BACKGROUND: Malignant astrocytic gliomas in children show a remarkable biological and clinical diversity. Small in-frame insertions or missense mutations in the EGFR gene have recently been identified in a distinct subset of pediatric-type bithalamic gliomas with a unique DNA methylation pattern.
METHODS: Here, we investigated an epigenetically homogeneous cohort of malignant gliomas (n=58) distinct from other subtypes and enriched for pediatric cases and thalamic location, in comparison with this recently identified subtype of pediatric bithalamic gliomas. RESULTS: EGFR gene amplification was detected in 16/58 (27%) tumors, and missense mutations or small in-frame insertions in EGFR were found in 20/30 tumors with available sequencing data (67%; five of them co-occurring with EGFR amplification).
Additionally, eight of the 30 tumors (27%) harbored an H3.1 or H3.3 K27M mutation (six of them with a concomitant EGFR alteration). All tumors tested showed loss of H3K27me3 staining, with evidence of EZHIP overexpression in the H3 wildtype cases.
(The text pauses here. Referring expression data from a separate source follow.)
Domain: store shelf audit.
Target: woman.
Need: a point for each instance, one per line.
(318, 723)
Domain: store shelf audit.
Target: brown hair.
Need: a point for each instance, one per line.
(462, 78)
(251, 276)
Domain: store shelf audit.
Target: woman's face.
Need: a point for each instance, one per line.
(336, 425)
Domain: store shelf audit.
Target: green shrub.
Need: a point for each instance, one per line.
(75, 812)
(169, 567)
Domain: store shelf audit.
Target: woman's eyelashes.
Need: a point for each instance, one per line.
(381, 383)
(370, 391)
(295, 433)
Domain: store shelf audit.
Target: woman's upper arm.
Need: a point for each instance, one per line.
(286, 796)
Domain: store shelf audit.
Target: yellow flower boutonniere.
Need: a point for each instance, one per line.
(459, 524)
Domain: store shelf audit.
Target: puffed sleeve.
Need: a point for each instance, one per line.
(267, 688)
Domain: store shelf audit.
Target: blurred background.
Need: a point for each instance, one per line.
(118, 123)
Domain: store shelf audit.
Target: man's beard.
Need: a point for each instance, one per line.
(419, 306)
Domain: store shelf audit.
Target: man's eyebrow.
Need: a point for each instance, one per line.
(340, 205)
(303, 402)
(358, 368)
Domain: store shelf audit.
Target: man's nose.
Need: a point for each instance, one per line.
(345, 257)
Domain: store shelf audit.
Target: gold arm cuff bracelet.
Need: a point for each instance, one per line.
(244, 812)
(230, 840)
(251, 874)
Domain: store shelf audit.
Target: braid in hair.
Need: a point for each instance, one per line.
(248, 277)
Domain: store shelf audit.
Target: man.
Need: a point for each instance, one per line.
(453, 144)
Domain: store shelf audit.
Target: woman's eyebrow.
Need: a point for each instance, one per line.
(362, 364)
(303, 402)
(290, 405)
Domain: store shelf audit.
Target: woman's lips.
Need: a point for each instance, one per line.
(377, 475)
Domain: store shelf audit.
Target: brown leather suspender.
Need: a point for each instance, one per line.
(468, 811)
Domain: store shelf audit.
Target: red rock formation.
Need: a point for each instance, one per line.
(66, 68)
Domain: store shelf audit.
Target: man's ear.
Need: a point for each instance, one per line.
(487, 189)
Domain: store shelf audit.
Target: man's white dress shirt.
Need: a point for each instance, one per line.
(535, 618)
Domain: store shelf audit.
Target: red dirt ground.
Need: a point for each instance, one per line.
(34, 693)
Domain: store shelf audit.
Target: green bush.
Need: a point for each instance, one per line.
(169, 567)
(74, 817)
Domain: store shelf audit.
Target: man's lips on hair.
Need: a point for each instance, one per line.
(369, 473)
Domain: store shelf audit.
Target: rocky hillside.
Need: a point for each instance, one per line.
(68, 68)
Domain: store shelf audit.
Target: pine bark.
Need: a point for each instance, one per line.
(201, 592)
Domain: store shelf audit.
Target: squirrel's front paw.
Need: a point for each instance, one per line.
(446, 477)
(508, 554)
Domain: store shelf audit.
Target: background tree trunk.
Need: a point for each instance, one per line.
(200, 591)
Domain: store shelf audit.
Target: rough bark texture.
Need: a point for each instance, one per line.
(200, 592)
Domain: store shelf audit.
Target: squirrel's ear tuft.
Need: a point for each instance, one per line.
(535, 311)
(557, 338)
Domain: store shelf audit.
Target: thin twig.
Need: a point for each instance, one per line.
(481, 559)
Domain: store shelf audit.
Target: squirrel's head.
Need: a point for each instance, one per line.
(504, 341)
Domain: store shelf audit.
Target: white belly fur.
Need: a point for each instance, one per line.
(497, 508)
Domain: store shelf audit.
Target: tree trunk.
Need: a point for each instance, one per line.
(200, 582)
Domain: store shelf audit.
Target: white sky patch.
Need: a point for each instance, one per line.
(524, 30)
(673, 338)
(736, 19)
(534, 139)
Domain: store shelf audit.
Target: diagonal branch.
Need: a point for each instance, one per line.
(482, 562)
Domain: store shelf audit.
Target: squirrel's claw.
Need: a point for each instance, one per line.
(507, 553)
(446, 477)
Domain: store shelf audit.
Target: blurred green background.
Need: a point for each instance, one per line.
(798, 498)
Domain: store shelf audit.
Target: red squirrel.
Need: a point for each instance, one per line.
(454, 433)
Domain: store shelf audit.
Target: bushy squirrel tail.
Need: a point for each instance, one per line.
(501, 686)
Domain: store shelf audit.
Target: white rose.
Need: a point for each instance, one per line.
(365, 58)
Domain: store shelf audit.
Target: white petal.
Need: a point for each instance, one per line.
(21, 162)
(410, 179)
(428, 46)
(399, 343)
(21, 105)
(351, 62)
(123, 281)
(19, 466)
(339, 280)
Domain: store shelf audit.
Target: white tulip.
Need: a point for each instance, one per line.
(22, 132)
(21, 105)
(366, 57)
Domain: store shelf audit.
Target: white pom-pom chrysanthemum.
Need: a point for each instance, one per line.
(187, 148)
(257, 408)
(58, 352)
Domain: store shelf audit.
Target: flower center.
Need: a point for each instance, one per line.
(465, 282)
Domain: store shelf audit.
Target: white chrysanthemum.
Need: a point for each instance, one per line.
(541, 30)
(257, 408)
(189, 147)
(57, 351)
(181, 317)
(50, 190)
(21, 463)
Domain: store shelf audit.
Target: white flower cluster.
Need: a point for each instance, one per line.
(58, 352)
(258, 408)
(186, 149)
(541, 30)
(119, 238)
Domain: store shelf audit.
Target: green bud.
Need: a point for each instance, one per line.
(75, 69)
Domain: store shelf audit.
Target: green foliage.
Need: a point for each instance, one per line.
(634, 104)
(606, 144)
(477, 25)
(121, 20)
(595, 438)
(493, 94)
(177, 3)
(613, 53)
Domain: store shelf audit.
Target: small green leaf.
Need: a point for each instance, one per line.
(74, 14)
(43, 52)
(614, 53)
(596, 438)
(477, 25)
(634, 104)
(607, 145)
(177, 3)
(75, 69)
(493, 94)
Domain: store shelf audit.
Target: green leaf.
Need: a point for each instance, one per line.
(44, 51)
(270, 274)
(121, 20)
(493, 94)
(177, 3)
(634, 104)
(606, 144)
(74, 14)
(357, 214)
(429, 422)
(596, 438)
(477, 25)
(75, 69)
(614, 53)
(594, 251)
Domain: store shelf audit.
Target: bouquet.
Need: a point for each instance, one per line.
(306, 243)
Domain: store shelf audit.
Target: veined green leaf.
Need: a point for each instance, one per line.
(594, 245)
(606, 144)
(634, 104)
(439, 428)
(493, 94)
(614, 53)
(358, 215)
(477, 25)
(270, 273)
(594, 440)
Although some tumors indeed showed a bithalamic growth pattern, a significant proportion of tumors occurred in the unilateral thalamus or in other (predominantly midline) locations. CONCLUSIONS: Our findings present a distinct molecular class of pediatric-type malignant gliomas largely overlapping with the recently reported bithalamic gliomas characterized by EGFR alteration, but additionally showing a broader spectrum of EGFR alterations and tumor localization.
Global H3K27me3 loss in this group appears to be mediated by either H3 K27 mutation or EZHIP overexpression. EGFR inhibition may represent a potential therapeutic strategy in these highly aggressive gliomas.